I colpi sono stati perpetrati in diverse province del Nord Italia. Tra le aree colpite figurano Piacenza, Modena, Mantova, Pavia, Livorno, Forlì-Cesena e Milano. L'indagine è partita da un raid a Ponte dell'Olio nel marzo 2025.

Tecniche sofisticate e modus operandi ingegnoso

Gli indagati utilizzavano metodi altamente sofisticati per eludere le forze dell'ordine. Durante gli assalti, non usavano telefoni cellulari, lasciati accesi nelle abitazioni per creare alibi.

La comunicazione avveniva esclusivamente tramite ricetrasmittenti. Inoltre, impiegavano sofisticati inibitori di segnale, noti come 'jammer', per oscurare i sistemi di videosorveglianza e telecontrollo dei supermercati.

Le tecniche d'azione prevedevano l'uso di attrezzature da officina o cantiere. Questi strumenti venivano impiegati per demolire muri, sfondare vetrate e aprire casseforti metalliche con taglio termico o meccanico.

Indagini serrate e arresti in flagranza

Le indagini, durate oltre un anno, hanno permesso di raccogliere solidi elementi probatori. L'attività investigativa si è basata sull'analisi dei transiti e dei varchi autostradali. È stato effettuato il monitoraggio dei veicoli utilizzati per le 'staffette' tramite GPS.

Sono state fondamentali anche le intercettazioni telefoniche, i pedinamenti e i prolungati appostamenti. Questi metodi hanno permesso ai Carabinieri di stringere il cerchio attorno agli indagati e di definirne le singole responsabilità.

L'impegno costante dei Carabinieri piacentini ha portato anche ad arresti in flagranza di reato. In due occasioni, i colleghi di Mantova e Modena sono intervenuti con successo, arrestando due degli indagati a Borgo Virgilio e Finale Emilia.

Il bottino e i danni, le indagini proseguono

I tre arrestati, di 65, 31 e 38 anni, sono residenti in Lombardia e legati da vincoli di parentela. Uno di loro era già sottoposto alla misura di sorveglianza speciale di pubblica sicurezza, evidenziando una spiccata propensione a delinquere.

Il bottino accertato dei furti ammonta a circa 200.000 euro.

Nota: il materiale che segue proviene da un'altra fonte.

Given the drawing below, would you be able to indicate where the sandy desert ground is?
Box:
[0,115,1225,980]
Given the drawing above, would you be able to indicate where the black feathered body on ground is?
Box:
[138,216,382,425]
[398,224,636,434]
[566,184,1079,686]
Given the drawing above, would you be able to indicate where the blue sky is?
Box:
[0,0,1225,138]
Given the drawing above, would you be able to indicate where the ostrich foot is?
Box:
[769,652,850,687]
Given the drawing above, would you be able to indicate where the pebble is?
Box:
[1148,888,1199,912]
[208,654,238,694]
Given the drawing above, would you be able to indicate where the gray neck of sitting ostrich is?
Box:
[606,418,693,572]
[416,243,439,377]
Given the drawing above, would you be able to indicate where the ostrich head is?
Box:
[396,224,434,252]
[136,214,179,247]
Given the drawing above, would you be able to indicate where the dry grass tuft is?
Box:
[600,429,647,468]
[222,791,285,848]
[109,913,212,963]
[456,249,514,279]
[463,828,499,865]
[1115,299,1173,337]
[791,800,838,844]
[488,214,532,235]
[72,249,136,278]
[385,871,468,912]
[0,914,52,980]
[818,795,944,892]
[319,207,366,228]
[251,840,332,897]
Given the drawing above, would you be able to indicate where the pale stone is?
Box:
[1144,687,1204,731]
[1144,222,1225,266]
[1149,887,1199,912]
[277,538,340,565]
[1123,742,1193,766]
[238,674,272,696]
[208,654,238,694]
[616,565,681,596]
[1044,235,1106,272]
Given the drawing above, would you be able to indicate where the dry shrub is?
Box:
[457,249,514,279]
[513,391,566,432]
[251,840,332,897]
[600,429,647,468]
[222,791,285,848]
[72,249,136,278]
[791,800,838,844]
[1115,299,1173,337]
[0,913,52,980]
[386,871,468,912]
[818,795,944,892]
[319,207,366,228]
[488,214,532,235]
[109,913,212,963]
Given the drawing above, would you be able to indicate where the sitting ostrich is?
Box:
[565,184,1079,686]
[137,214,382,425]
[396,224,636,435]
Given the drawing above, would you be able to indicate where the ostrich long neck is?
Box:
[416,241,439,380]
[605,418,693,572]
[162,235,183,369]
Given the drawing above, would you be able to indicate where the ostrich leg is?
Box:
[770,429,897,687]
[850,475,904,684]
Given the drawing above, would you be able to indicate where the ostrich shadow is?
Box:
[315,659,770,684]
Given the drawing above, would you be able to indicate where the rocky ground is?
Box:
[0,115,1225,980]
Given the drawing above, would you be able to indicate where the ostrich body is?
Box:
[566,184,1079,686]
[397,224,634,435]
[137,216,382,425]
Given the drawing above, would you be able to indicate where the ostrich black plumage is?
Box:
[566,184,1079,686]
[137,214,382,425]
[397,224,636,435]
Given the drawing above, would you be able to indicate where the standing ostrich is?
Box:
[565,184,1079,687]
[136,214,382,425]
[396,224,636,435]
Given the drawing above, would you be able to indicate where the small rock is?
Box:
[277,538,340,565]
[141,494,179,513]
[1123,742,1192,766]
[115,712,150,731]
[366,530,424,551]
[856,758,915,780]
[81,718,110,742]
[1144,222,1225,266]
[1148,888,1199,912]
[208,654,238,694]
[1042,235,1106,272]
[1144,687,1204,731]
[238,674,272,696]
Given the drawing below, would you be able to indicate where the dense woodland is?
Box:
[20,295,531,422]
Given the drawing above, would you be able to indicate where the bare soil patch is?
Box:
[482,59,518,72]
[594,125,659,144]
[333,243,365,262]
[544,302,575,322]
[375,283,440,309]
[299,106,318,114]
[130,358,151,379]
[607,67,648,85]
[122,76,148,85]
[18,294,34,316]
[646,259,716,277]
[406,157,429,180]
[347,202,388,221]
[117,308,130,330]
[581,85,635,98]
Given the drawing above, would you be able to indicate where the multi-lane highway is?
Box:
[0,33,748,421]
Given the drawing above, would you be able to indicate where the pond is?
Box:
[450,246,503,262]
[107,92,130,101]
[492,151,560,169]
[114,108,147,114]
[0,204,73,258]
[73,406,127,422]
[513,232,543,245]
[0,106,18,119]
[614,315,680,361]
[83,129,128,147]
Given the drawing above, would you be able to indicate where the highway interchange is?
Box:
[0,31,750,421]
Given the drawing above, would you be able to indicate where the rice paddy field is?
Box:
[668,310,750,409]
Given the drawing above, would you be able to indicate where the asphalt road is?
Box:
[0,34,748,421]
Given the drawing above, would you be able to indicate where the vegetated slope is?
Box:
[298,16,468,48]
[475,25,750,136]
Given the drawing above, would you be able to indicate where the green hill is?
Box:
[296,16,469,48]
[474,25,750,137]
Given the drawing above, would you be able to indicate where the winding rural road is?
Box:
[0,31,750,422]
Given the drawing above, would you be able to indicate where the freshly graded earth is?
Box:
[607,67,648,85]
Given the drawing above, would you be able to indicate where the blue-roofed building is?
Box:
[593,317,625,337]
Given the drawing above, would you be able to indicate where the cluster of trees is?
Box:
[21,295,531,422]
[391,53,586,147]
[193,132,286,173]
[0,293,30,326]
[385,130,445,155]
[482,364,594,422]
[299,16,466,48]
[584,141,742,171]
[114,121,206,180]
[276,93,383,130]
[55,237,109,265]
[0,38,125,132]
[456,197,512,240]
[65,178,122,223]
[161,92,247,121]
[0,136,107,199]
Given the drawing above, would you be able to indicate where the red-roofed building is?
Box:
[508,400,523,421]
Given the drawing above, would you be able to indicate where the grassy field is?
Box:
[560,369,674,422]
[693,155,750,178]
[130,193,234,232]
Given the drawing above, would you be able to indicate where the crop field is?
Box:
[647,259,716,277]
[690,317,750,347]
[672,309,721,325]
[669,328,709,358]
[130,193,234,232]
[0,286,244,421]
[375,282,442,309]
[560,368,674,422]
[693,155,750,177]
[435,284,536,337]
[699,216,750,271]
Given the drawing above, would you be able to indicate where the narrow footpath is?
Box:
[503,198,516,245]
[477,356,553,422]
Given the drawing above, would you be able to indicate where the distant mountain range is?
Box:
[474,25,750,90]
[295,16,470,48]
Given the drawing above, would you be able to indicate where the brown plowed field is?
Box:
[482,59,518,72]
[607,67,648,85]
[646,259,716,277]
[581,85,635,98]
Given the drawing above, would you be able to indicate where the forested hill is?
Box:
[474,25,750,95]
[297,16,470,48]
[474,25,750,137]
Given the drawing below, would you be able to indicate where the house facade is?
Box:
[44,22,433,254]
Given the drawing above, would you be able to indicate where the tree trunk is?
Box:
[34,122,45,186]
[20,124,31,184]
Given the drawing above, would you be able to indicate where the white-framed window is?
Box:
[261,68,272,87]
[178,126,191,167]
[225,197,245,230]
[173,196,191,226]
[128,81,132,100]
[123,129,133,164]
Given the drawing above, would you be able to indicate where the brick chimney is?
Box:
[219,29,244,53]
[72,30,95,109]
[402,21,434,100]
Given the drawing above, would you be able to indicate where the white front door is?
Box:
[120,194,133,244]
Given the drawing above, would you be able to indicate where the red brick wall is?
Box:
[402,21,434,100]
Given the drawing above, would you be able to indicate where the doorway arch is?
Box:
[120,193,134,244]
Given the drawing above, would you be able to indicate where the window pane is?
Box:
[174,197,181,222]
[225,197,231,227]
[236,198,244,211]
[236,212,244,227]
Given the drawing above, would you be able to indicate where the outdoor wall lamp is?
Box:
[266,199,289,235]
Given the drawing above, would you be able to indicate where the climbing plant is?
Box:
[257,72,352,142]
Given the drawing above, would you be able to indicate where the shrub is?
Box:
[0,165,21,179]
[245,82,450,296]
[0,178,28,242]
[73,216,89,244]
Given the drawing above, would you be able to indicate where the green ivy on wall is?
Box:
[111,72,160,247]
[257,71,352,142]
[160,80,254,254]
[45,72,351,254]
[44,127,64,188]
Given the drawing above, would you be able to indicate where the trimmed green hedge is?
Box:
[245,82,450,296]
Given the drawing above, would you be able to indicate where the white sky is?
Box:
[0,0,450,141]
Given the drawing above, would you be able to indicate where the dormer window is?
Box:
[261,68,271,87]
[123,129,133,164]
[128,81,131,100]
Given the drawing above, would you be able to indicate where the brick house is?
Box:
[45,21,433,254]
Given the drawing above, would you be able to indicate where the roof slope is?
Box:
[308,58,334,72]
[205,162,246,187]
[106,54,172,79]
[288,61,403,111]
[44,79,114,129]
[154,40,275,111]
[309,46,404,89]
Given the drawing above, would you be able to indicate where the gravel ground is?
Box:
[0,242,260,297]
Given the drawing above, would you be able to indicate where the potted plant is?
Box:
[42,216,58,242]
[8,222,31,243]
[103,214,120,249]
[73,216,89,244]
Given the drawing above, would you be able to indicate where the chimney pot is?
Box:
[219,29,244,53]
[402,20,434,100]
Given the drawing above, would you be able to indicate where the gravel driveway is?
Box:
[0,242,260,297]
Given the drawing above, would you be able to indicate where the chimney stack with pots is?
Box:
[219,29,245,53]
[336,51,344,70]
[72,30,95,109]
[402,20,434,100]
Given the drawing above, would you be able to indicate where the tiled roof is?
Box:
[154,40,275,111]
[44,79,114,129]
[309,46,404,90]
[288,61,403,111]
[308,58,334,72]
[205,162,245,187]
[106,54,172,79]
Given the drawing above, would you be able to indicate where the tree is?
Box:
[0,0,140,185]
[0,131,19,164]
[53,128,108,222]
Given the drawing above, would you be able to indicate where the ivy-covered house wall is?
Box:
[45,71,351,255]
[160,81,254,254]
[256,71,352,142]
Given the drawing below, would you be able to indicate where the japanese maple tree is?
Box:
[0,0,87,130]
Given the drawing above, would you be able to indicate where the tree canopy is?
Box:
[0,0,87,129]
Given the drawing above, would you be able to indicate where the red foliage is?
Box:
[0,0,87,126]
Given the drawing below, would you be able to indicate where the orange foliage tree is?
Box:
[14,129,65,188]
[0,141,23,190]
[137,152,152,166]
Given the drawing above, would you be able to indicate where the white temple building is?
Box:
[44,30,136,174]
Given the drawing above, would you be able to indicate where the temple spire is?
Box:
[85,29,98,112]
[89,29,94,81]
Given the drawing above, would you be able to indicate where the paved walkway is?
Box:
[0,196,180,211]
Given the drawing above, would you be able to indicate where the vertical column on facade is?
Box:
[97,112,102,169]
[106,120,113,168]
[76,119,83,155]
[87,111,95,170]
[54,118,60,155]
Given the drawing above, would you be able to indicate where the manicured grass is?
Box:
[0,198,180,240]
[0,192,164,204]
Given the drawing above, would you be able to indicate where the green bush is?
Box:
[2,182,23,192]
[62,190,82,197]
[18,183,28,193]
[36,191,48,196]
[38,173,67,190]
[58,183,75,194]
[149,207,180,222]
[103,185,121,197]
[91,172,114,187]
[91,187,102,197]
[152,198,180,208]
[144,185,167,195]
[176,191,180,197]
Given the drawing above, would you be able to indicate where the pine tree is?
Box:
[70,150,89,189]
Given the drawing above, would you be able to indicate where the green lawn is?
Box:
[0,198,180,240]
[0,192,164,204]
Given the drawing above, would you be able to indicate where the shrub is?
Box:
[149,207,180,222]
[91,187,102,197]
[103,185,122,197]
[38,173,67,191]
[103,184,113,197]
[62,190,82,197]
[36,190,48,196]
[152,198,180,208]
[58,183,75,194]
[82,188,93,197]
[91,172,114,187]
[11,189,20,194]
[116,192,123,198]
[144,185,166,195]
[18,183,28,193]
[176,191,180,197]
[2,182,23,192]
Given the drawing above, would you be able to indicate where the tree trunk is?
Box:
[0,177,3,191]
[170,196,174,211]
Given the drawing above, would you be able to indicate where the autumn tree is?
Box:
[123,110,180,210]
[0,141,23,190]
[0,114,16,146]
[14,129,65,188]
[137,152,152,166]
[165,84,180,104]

Tuttavia, i danni provocati alle infrastrutture dei supermercati sono ben superiori. A questi si aggiungono i disagi per le attività di ripristino.

Le indagini non si fermano. Si punta a individuare eventuali fiancheggiatori e canali di riciclaggio. Si cercano inoltre riscontri su altri furti commessi ai danni di filiali della stessa catena, che potrebbero essere riconducibili alla banda.